GH-3505: Optimize ByteStreamSplitValuesReader page transposition#3506

Open
iemejia wants to merge 1 commit intoapache:masterfrom
iemejia:perf-bss-reader-gather
Open

GH-3505: Optimize ByteStreamSplitValuesReader page transposition#3506
iemejia wants to merge 1 commit intoapache:masterfrom
iemejia:perf-bss-reader-gather

Conversation

@iemejia
Copy link
Copy Markdown
Member

@iemejia iemejia commented Apr 19, 2026

Rationale for this change

ByteStreamSplitValuesReader is the symmetric reader for BYTE_STREAM_SPLIT-encoded FLOAT, DOUBLE, INT32, and INT64 columns. On initFromPage it eagerly transposes the entire page from stream-split layout (elementSizeInBytes separate streams of valuesCount bytes each) back to interleaved layout. The current loop is:

private byte[] decodeData(ByteBuffer encoded, int valuesCount) {
  byte[] decoded = new byte[encoded.limit()];
  int destByteIndex = 0;
  for (int srcValueIndex = 0; srcValueIndex < valuesCount; ++srcValueIndex) {
    for (int stream = 0; stream < elementSizeInBytes; ++stream, ++destByteIndex) {
      decoded[destByteIndex] = encoded.get(srcValueIndex + stream * valuesCount);
    }
  }
  return decoded;
}

Two issues on the hot path:

  1. Every read goes through ByteBuffer.get(int) (per-call bounds checks + virtual dispatch through HeapByteBuffer/DirectByteBuffer).
  2. The inner stream offset (stream * valuesCount) is recomputed on every iteration even though it depends only on the outer loop.

For a 100k-value FLOAT page that is 400k ByteBuffer.get(int) calls; for DOUBLE/LONG it is 800k.
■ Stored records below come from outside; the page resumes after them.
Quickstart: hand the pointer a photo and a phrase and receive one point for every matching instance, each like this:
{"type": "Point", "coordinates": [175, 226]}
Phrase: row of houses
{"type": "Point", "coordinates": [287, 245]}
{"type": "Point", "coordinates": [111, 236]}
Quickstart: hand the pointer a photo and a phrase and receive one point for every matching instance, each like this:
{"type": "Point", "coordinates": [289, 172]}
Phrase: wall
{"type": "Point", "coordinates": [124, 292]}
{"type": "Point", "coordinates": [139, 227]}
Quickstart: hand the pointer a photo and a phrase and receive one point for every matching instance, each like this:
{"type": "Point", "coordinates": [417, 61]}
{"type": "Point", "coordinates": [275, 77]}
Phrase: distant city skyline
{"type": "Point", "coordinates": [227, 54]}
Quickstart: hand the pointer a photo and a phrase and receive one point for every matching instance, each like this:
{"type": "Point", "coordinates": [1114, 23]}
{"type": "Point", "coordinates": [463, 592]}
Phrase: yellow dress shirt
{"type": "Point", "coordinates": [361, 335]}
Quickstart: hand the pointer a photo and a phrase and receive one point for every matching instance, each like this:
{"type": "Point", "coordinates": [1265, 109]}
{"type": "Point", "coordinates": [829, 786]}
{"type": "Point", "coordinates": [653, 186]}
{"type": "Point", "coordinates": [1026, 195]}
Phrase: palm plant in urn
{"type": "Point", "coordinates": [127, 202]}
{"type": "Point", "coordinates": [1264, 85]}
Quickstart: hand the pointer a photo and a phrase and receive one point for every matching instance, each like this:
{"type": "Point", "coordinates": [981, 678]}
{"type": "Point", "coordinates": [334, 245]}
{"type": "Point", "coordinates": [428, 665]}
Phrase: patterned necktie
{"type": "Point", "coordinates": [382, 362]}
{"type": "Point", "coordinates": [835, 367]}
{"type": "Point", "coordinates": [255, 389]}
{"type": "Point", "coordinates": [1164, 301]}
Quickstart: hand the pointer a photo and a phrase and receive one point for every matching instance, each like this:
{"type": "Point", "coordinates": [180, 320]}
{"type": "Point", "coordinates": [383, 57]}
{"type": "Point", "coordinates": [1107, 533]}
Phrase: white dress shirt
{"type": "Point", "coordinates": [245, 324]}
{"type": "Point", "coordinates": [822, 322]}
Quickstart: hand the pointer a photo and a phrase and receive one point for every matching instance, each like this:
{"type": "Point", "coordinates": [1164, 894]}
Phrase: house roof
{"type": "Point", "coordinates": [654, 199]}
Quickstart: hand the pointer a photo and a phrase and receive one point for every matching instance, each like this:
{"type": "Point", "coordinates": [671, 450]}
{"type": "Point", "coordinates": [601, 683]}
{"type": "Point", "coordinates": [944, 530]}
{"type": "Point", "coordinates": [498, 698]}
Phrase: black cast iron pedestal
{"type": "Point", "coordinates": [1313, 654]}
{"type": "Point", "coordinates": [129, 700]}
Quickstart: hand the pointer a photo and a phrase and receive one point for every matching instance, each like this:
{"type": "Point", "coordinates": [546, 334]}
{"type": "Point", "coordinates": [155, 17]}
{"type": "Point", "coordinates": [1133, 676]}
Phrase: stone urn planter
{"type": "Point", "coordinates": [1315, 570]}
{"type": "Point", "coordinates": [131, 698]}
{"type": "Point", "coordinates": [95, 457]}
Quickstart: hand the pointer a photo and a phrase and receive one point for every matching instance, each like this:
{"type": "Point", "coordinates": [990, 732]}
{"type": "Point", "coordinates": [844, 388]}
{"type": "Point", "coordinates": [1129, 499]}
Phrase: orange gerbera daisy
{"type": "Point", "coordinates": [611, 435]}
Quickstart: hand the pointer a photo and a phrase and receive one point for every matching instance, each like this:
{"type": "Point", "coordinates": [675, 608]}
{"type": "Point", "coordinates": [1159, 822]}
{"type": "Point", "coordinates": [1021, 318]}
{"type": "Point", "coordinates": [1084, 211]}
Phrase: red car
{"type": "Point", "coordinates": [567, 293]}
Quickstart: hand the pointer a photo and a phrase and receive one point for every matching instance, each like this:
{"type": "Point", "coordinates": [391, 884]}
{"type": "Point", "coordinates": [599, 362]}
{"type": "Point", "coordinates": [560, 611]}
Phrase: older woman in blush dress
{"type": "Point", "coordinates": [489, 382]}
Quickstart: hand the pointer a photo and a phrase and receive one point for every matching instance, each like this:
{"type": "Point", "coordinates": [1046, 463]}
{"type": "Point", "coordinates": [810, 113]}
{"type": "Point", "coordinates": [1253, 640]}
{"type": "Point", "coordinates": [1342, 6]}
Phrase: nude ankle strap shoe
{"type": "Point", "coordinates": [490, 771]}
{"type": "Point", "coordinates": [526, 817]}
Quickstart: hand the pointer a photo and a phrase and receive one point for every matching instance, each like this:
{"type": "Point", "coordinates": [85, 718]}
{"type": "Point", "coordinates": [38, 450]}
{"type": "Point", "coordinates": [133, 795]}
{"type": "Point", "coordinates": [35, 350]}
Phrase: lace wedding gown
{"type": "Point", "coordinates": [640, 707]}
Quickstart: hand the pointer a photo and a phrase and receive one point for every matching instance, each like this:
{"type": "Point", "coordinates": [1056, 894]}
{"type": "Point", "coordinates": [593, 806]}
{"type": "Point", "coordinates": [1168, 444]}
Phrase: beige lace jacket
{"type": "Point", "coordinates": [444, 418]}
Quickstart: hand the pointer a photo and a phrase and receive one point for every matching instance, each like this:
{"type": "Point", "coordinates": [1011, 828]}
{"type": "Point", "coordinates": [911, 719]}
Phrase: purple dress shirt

What changes are included in this PR?

Rewrite decodeData in three steps:

  1. Drop down to a byte[] view of the encoded buffer. When encoded.hasArray() is true (the typical case), use the backing array directly with the correct base offset; otherwise copy once with a single get(byte[]) call. Eliminates the per-byte ByteBuffer.get(int) bounds check and virtual dispatch.

  2. Specialize loops for the common element sizes (4 and 8). Hoist all stream * valuesCount offsets into local ints (s0..s3 for floats/ints, s0..s7 for doubles/longs) and write each output slot exactly once in a single sequential pass. Reads come from elementSizeInBytes concurrent sequential streams, which modern hardware prefetchers handle well.

  3. Generic fallback for arbitrary element sizes (FIXED_LEN_BYTE_ARRAY of any width).

Benchmark

New ByteStreamSplitDecodingBenchmark (100k values per invocation, JDK 18, JMH -wi 5 -i 10 -f 3, 30 samples per row):

Type Before After Δ
Float 47.80M 162.29M +240% (3.40x)
Double 26.32M 66.00M +151% (2.51x)
Int 47.07M 162.18M +245% (3.45x)
Long 26.80M 66.00M +146% (2.46x)

Decoded output is byte-identical to before; per-op heap allocation is unchanged.

Are these changes tested?

Yes. All 573 parquet-column tests pass; 51 BSS-specific tests pass (mvn test -pl parquet-column -Dtest='*ByteStreamSplit*'). No new test was added because the decoded bytes are unchanged (covered by existing round-trip and ByteStreamSplitValuesReaderTest tests).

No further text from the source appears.